The answer can be found in an article published on September 28, 1999 in the Sydney Morning Herald [No online link available]. Correspondent Ross Dunn noted that Barak had issued tenders for 2,600 new homes in Jewish West Bank settlements within the span of just two months after he took office. Dunn approached Barak’s housing minister Yitzhak Levy for an explanation.
…Mr Levy said most of the new homes were to be built in Jewish communities in the West Bank which are considered satellites of Jerusalem and would remain under Israeli sovereignty, even after a final peace settlement with the Palestinians.
Indeed, this strategy of building primarily in blocs Israel was expected to retain in any peace agreement was the principle which guided Israeli settlement policy not only for the Barak Government, but at a slower pace for subsequent right and centrist governments of Likud and Kadima until the election which brought Netanyahu to power in 2009.
For example, veteran US Middle East correspondent Joel Greenberg reported in an article about settlements on June 15, 2008 for the Chicago Tribune:
[Then-Prime Minister Kadima leader Ehud] Olmert and other Israeli officials have argued that the new building does not prejudice peace talks because it is in Jerusalem on land Israel considers its sovereign territory, or in large West Bank settlement blocs that Israel wants to keep and which President Bush has said must be taken into account when drawing borders in a future peace agreement.
Meanwhile, Netanyahu has gone even further – contrary to his reputation – slowing construction even within the settlement blocs to a pace that demonstrably no longer accommodates natural growth.
One final but important note: In 2004 US President George Bush provided then-Israeli Prime Minister Ariel Sharon assurances that final borders between Israel and a future Palestinian state would reflect realities on the ground and that, in the meantime, Israeli construction in its West Bank settlements would be allowed to accommodate natural growth. This was reconfirmed in 2009 by Bush’s top official in charge of Israeli-Palestinian affairs, Elliott Abrams.
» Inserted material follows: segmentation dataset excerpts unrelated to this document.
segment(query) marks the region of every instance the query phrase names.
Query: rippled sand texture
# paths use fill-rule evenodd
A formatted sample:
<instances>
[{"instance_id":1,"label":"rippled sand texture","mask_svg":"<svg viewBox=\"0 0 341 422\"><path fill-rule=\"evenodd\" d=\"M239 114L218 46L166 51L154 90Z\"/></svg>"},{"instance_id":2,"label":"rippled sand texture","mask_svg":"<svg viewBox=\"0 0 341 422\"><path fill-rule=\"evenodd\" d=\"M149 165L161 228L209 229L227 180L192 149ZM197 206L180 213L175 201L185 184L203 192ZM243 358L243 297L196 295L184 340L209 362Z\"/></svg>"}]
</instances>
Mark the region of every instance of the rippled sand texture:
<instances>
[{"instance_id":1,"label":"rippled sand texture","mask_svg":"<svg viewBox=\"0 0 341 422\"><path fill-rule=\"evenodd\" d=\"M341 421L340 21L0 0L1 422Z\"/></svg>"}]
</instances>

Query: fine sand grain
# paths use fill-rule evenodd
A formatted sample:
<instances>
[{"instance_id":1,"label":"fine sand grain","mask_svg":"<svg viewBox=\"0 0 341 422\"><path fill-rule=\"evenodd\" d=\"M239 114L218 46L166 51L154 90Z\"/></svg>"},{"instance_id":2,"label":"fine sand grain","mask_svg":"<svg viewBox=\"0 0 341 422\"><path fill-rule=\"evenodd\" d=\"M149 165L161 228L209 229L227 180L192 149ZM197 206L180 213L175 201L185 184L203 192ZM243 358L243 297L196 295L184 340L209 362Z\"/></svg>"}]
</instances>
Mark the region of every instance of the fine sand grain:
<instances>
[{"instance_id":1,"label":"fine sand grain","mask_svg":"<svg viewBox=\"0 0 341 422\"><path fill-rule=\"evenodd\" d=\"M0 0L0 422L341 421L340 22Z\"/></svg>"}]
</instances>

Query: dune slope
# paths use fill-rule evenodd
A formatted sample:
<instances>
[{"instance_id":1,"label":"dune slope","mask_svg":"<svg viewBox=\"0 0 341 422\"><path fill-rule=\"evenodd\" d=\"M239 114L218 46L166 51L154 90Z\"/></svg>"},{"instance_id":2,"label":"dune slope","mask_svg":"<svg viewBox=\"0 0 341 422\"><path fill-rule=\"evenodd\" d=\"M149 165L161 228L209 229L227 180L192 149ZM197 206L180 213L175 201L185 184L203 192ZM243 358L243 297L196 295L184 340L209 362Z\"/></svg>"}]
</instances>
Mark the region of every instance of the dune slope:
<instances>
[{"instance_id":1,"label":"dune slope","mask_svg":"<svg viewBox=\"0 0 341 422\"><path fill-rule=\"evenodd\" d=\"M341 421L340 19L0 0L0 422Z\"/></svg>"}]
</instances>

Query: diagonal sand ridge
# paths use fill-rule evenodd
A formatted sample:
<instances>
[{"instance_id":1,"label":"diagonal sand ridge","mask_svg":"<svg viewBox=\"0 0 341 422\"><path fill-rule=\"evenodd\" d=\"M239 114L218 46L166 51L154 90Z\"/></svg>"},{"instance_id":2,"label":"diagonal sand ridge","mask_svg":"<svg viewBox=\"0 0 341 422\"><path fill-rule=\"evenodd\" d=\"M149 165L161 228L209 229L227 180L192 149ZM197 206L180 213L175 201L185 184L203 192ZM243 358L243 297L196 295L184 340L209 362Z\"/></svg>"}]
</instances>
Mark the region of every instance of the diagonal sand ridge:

Moreover, according to the Oslo Accords and its signed addendums and additions – legally binding documents recognised under international law – Israel has the right to exercise complete administrative and security control over Area C. According to these signed agreements with the Palestinian leadership, the fate of the settlements needs to be negotiated directly between the two parties as part of final status agreements.
This point and others can be found in a fact sheet on settlements AIJAC produced last year.
It is international diplomatic disregard and indifference for written and verbal assurances regarding the settlements issue – and not the existence of settlements or Israel’s tepid lifeline of services and development for the settlements – that may do the worst damage to the prospects for peace between Israel and the Palestinians.
If Israel is forced to conclude that any such agreements that Israel signs as part of a peace deal may fail to be upheld and supported by the international community, how can it sign a peace deal which will almost certainly require international security guarantees?
Such arbitrary enforcement of agreements could compromise Israel’s security while at the same time limiting its ability to defend itself from future threats from a Palestinian state – an untenable situation no Israeli leader could accept.